ZEBEL.

Salomé, pour voir vous créant
Que trop à tart vous y venez:
Car li enfes si est ja nez
Et vezla la mere couchie;
Et si sachiez c’onques touchie
Ne fu d’omme en nulle manière;
Ains est vierge de corps entière:
Car je l’ay bien hui esprouvé,
Et pour voir telle l’ay trouvé
A l’enfanter.

SALOMÉ.

Tu te feras des gens moquer,
M’amie, se plus diz telz moz:
Ne porte à femme ja ce loz
Qu’elle puist enfant concevoir
Sanz congnoissance d’omme avoir:
Ce ne peut estre par nature;
Ne qu’enfanter puist vierge pure,
Ne le dy mie.

ZEBEL.

Quoyque des autres ne le die,
De ceste le tesmoingneray,
Qu’après l’enfanter trouvé l’ay
Vierge pucelle.

SALOMÉ.

Certes, c’est chose si nouvelle
Que se de mes yeulz ne veoie
La dame, et de mes mains touchoie,
Je ne croiroie point tel dit;
Pour ce maintenant sanz respit
L’iray veoir et puis taster.
Lasse! j’ai perdu le taster.
Lasse! lasse! lasse! mes mains
Ay perdu.
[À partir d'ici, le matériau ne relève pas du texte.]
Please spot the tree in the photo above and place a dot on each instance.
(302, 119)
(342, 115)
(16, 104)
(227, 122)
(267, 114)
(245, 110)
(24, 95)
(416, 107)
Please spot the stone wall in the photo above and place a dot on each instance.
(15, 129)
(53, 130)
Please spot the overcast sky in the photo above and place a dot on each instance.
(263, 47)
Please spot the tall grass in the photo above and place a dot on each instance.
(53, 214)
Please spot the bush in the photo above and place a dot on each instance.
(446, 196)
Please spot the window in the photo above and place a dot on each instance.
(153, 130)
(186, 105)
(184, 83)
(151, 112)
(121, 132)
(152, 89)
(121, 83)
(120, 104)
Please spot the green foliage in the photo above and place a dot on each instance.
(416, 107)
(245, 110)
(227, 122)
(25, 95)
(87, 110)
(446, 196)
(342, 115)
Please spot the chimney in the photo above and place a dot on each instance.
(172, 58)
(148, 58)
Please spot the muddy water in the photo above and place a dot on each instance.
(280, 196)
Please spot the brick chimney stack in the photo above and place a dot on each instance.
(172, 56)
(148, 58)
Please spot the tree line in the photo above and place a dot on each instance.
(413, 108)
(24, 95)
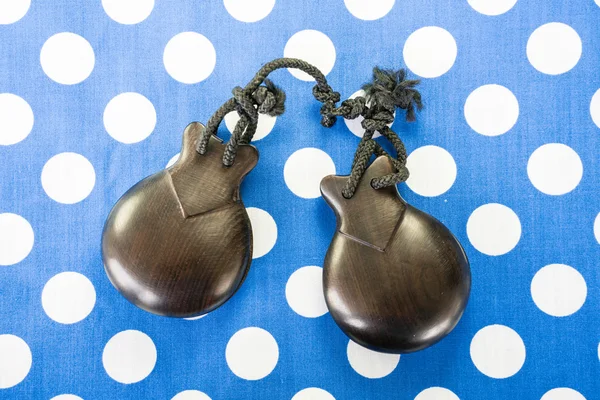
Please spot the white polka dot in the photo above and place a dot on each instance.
(128, 12)
(494, 229)
(13, 10)
(68, 178)
(554, 169)
(15, 360)
(16, 238)
(68, 297)
(173, 160)
(432, 171)
(558, 290)
(369, 10)
(249, 11)
(129, 356)
(355, 124)
(67, 58)
(129, 117)
(16, 119)
(263, 128)
(436, 393)
(304, 292)
(264, 231)
(191, 395)
(554, 48)
(189, 57)
(313, 394)
(252, 353)
(314, 47)
(562, 394)
(495, 7)
(491, 110)
(497, 351)
(369, 363)
(597, 228)
(430, 51)
(304, 170)
(66, 397)
(595, 107)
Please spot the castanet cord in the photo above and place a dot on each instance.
(389, 90)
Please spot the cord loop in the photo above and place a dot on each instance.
(388, 91)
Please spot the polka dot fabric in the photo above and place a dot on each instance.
(95, 97)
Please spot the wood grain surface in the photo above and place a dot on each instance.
(395, 279)
(179, 243)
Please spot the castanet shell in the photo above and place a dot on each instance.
(179, 243)
(395, 279)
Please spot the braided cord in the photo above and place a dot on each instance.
(388, 90)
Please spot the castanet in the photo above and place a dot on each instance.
(395, 279)
(179, 243)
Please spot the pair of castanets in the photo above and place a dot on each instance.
(179, 243)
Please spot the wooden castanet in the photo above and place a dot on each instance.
(179, 243)
(395, 279)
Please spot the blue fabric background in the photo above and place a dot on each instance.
(555, 229)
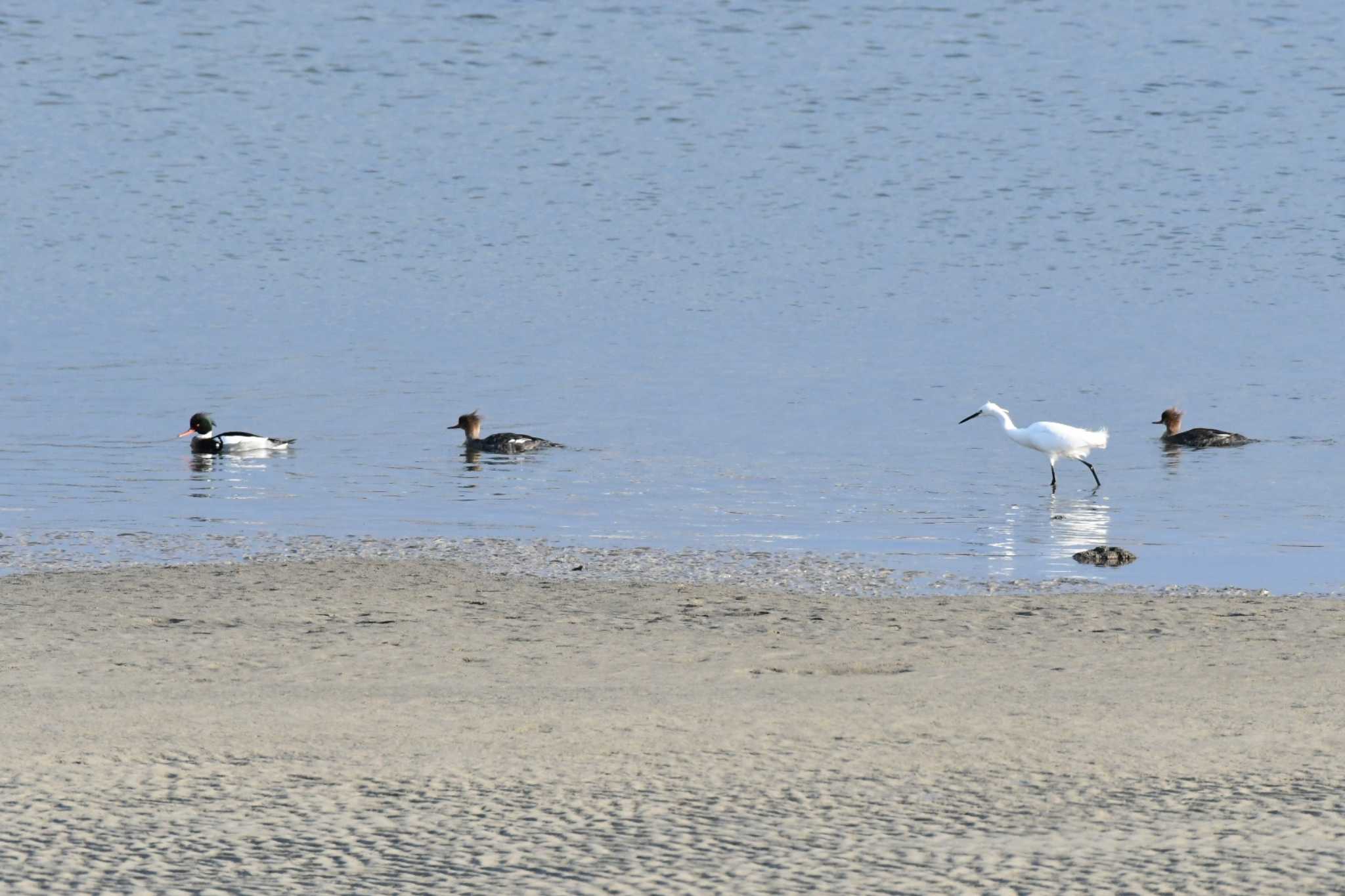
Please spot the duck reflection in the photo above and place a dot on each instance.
(1172, 457)
(225, 475)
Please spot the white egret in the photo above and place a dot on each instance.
(1052, 440)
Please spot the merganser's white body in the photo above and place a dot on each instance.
(205, 441)
(1052, 440)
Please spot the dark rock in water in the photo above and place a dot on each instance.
(1106, 555)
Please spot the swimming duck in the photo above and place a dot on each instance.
(1196, 438)
(499, 442)
(205, 441)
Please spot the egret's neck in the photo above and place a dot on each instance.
(1003, 418)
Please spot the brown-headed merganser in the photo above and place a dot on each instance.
(1196, 438)
(499, 442)
(1052, 440)
(206, 441)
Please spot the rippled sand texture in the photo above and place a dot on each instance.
(424, 727)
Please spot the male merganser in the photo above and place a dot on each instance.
(205, 441)
(1196, 438)
(500, 442)
(1052, 440)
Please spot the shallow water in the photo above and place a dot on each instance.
(751, 265)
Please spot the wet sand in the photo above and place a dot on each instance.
(422, 726)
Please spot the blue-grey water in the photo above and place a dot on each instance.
(751, 264)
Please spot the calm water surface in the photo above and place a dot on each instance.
(749, 263)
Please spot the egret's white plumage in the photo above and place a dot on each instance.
(1052, 440)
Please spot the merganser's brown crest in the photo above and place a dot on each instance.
(499, 442)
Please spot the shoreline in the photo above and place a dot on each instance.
(414, 726)
(786, 570)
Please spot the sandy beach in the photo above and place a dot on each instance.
(417, 726)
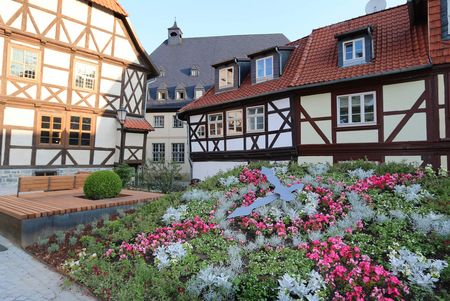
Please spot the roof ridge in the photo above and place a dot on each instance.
(359, 17)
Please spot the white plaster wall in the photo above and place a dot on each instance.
(21, 138)
(315, 159)
(281, 104)
(203, 170)
(20, 157)
(366, 136)
(81, 156)
(416, 160)
(284, 140)
(55, 77)
(47, 4)
(102, 19)
(110, 87)
(134, 139)
(105, 133)
(402, 96)
(44, 156)
(18, 117)
(75, 9)
(235, 144)
(317, 105)
(56, 58)
(308, 134)
(100, 156)
(112, 71)
(195, 118)
(124, 50)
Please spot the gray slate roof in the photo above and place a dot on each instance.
(177, 61)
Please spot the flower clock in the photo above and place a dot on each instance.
(281, 192)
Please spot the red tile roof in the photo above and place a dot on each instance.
(397, 44)
(138, 124)
(111, 5)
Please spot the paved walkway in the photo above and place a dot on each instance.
(23, 278)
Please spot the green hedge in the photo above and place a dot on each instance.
(103, 184)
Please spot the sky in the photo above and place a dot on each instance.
(201, 18)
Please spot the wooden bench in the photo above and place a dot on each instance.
(51, 183)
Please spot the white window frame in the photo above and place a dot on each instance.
(178, 155)
(231, 116)
(158, 124)
(255, 116)
(265, 77)
(84, 76)
(230, 83)
(160, 152)
(199, 135)
(216, 123)
(177, 123)
(362, 110)
(159, 94)
(198, 93)
(354, 60)
(37, 66)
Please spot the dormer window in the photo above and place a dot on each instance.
(354, 52)
(195, 71)
(264, 69)
(180, 95)
(226, 77)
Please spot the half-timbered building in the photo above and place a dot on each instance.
(66, 67)
(374, 87)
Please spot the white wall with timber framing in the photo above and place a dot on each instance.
(62, 33)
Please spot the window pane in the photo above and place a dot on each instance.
(348, 50)
(369, 108)
(359, 49)
(356, 109)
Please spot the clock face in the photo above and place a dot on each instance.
(280, 192)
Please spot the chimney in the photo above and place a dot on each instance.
(175, 35)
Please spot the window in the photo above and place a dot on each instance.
(255, 119)
(215, 122)
(51, 130)
(159, 152)
(356, 109)
(24, 63)
(159, 121)
(178, 152)
(161, 95)
(226, 77)
(180, 95)
(198, 94)
(234, 122)
(354, 52)
(177, 123)
(80, 131)
(85, 76)
(264, 69)
(201, 131)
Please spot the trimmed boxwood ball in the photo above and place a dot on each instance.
(104, 184)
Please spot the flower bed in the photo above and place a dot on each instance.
(355, 231)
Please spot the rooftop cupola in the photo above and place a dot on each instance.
(175, 34)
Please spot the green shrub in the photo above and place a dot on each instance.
(125, 172)
(103, 184)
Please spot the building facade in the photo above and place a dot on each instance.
(66, 67)
(185, 74)
(373, 87)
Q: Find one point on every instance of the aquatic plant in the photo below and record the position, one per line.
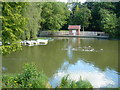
(29, 78)
(67, 83)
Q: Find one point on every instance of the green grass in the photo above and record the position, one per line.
(67, 83)
(31, 78)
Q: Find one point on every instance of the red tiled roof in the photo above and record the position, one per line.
(74, 27)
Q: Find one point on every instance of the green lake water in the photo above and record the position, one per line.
(95, 60)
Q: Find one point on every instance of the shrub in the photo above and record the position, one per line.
(67, 83)
(30, 78)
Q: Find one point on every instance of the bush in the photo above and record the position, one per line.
(30, 78)
(67, 83)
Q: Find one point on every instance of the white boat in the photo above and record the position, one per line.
(0, 43)
(42, 42)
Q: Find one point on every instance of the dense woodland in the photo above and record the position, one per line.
(25, 20)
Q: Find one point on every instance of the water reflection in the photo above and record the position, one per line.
(97, 77)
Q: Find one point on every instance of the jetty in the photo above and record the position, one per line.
(34, 42)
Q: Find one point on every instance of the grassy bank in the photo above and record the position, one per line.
(31, 78)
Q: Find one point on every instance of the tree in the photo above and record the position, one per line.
(12, 25)
(108, 22)
(33, 14)
(82, 16)
(54, 15)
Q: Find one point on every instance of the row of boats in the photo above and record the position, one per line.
(34, 42)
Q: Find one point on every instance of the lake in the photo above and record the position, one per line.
(92, 59)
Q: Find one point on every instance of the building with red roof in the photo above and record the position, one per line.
(74, 29)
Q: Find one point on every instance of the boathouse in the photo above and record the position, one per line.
(74, 29)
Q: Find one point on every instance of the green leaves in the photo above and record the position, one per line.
(108, 22)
E! lasse! s’au mains
L’une des deux demourast vive,
Bien me fust; mais lasse! chetive!
Ceste forment me desconforte,
Que je voi qu’elle est toute morte:
Et ceste ci redevient seiche
Aussi comme une vielle meiche.
Dieux! or vivray je en mescheance
Quant les membres dont ma chevance
Par honneur je souloie avoir
Pers ainsi. Lasse! Or ne sçay voir
Que puisse faire.

MICHIEL.

Gabriel, pour le cuer reffaire
De joie à la vierge bénigne
Qui du filz Dieu gist en gesine
Nous fault en Bethléem aler
Et devant la dame chanter.
Or y alons.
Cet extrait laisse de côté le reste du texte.